Accord commercial du Pacifique : cupidité des entreprises mode d’emploi

Pour la CSI, « l’accord de partenariat transpacifique » (TPP) entre 12 pays, qui a été annoncé le 5 octobre, est un bel exemple de cupidité des entreprises.

Le texte définitif de l’accord n’est toujours pas accessible au public mais la divulgation de certains passages a fait naître une grande préoccupation chez les syndicats et d’autres groupes de la société civile.

Sharan Burrow, la secrétaire générale de la CSI, déclare : « Les négociations extrêmement discrètes du TPP ont accordé une position avantageuse à de puissantes entreprises, dont l’influence apparaît clairement dans l’accord. Une fois de plus, les gouvernements ont placé les intérêts de la finance et des transactions lucratives avant ceux des citoyens ordinaires, en acceptant encore plus de déréglementation financière, des brevets plus longs pour les médicaments au détriment du public, et davantage de restrictions des libertés numériques. Les entreprises auront la possibilité de poursuivre les gouvernements au titre des honteuses procédures de règlement des différends entre investisseurs et États ; les travailleurs n’ont pas de recours direct ».

Les négociateurs se sont empressés de terminer l’accord à temps pour le soumettre à un vote pour ou contre au Congrès américain avant l’effervescence de la campagne des élections présidentielles de l’an prochain.
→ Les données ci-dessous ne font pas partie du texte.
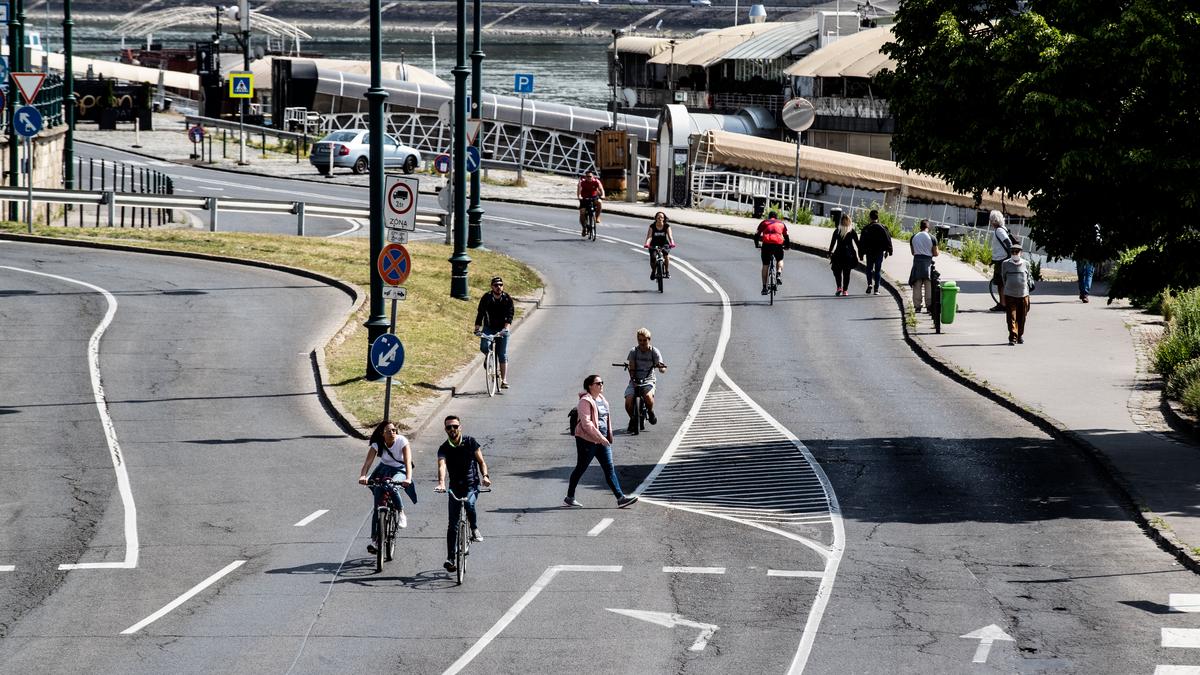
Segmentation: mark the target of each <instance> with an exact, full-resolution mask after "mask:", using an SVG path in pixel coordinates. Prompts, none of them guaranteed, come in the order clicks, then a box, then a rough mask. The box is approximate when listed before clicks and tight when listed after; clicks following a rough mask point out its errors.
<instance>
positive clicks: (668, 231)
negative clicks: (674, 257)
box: [646, 211, 674, 280]
mask: <svg viewBox="0 0 1200 675" xmlns="http://www.w3.org/2000/svg"><path fill="white" fill-rule="evenodd" d="M652 246H662V276H664V277H665V279H671V256H670V255H668V251H670V250H671V249H674V235H673V234H672V233H671V222H670V221H667V214H665V213H662V211H659V213H656V214H654V222H652V223H650V227H649V228H648V229H647V231H646V247H647V249H649V247H652ZM650 279H652V280H653V279H654V256H650Z"/></svg>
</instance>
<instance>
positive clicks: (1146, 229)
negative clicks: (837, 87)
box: [880, 0, 1200, 286]
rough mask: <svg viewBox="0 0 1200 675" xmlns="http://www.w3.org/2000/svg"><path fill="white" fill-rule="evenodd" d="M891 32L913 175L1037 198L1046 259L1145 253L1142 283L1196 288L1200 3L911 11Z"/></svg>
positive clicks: (905, 4)
mask: <svg viewBox="0 0 1200 675" xmlns="http://www.w3.org/2000/svg"><path fill="white" fill-rule="evenodd" d="M894 35H895V42H893V43H890V44H888V46H887V47H884V52H886V53H887V54H888V55H889V56H892V58H893V59H895V61H896V64H898V65H896V68H895V71H892V72H886V73H882V74H881V76H880V80H881V84H882V85H883V88H884V90H886V95H887V97H888V102H889V106H890V108H892V113H893V114H894V115H895V119H896V132H895V136H894V138H893V148H894V150H895V153H896V155H898V159H899V160H900V163H901V166H902V167H904V168H907V169H913V171H922V172H926V173H932V174H935V175H938V177H941V178H943V179H944V180H947V181H948V183H950V184H952V185H954V186H955V187H956V189H959V190H962V191H965V192H972V193H979V192H983V191H988V190H995V191H998V192H1004V193H1007V195H1020V196H1026V197H1028V198H1030V205H1031V208H1032V209H1033V210H1034V211H1036V213H1037V215H1036V217H1034V219H1032V221H1031V227H1032V231H1033V237H1034V239H1037V241H1038V243H1039V244H1040V245H1043V246H1044V247H1045V250H1046V252H1048V253H1050V255H1051V256H1072V257H1075V256H1079V257H1086V258H1091V259H1102V258H1105V257H1111V256H1114V255H1115V253H1116V252H1118V251H1122V250H1126V249H1133V247H1136V246H1141V245H1146V246H1148V247H1147V250H1146V253H1145V255H1146V256H1147V258H1146V259H1145V261H1144V264H1139V265H1133V267H1130V269H1134V268H1136V269H1141V270H1144V271H1148V273H1151V275H1152V276H1157V279H1151V280H1139V283H1140V282H1145V281H1151V282H1153V283H1159V285H1160V286H1165V285H1174V286H1195V285H1200V263H1198V259H1200V258H1198V256H1200V229H1198V227H1196V208H1198V205H1200V203H1198V202H1200V172H1198V169H1200V0H1123V1H1118V0H1030V1H1028V2H1018V1H1015V0H985V1H978V0H977V1H971V0H904V1H902V2H901V4H900V8H899V11H898V13H896V24H895V26H894ZM1097 223H1099V225H1100V231H1102V233H1103V239H1102V243H1100V244H1097V241H1096V238H1094V227H1096V225H1097ZM1154 273H1157V275H1156V274H1154Z"/></svg>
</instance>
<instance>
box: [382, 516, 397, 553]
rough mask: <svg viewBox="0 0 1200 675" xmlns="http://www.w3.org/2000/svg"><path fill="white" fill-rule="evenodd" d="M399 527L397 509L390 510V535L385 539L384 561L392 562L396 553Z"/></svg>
mask: <svg viewBox="0 0 1200 675" xmlns="http://www.w3.org/2000/svg"><path fill="white" fill-rule="evenodd" d="M397 527H398V524H397V516H396V509H391V508H390V509H388V534H386V536H385V537H384V544H383V549H384V560H388V561H391V557H392V555H395V552H396V528H397Z"/></svg>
Un chapitre sur le travail figure dans l’accord. Les syndicats ont présenté une proposition détaillée pour garantir plus efficacement les droits et les normes relatifs aux travailleurs. Peu d’idées ont été retenues, et aucune qui aurait permis que les plaintes passent un jour au tribunal. Les entreprises peuvent directement intenter des procédures de règlement des différends entre investisseurs et États pour protéger leurs bénéfices, mais les travailleurs doivent demander aux gouvernements d’intervenir en leur nom. « Ce type d’application forcée d’une loi sur le travail n’a été utilisé qu’une fois, dans le cadre de l’Accord de libre-échange d’Amérique centrale, contre le Guatemala. L’action en justice a déjà duré sept ans, et il n’y a toujours pas de décision finale ni d’application par le gouvernement », précise Burrow.

Un chapitre provisoire sur l’environnement a été divulgué, et il apparaît qu’aucun mécanisme n’est prévu pour le faire respecter, ni aucune mesure rappelant la nécessité d’agir pour atténuer les conséquences du changement climatique.

Pendant les négociations, les États-Unis ont modéré, de manière très controversée, l’attitude critique qu’ils avaient manifestée à l’égard de la Malaisie dans leur Rapport annuel sur la traite des personnes, ce qui a été largement perçu comme une tactique pour faire aboutir le TPP. Or, bien que des projets visant à faire respecter les mesures sur le travail aient été mis au point dans le TPP pour Brunei, la Malaisie et le Vietnam, ils ne seront pas applicables immédiatement – un délai de cinq ans est en effet prévu dans le cas du Vietnam. Aucun projet de ce type n’a été adopté pour le Mexique, où il existe de graves violations des normes de l’OIT.

Le TPP aura pour conséquence de freiner les appels d’offres publics au moyen de règles internationales très restrictives qui placent une notion de « compétitivité » mal inspirée au-dessus des objectifs de politique publique tels que la création d’emplois, la protection de l’environnement, les droits humains et les droits des travailleurs lors de l’attribution des marchés. De la même manière, plusieurs gouvernements ont accordé l’accès du marché dans les services publics et les entreprises de service public, ce qui va compromettre leur qualité et l’accès du public à ces services.

En outre, cet accord va limiter la capacité de réglementation des gouvernements, en établissant de nouvelles procédures destinées à harmoniser les réglementations des douze pays, où il sera encore fait la part belle aux entreprises.

« Nous connaissons bien les nobles promesses des gouvernements et des groupes de pression dans ce type d’accord, en matière de création d’emplois et de niveaux de vie. Malheureusement, les belles paroles se sont rarement concrétisées, et les véritables bénéficiaires sont les grandes multinationales », ajoute Burrow.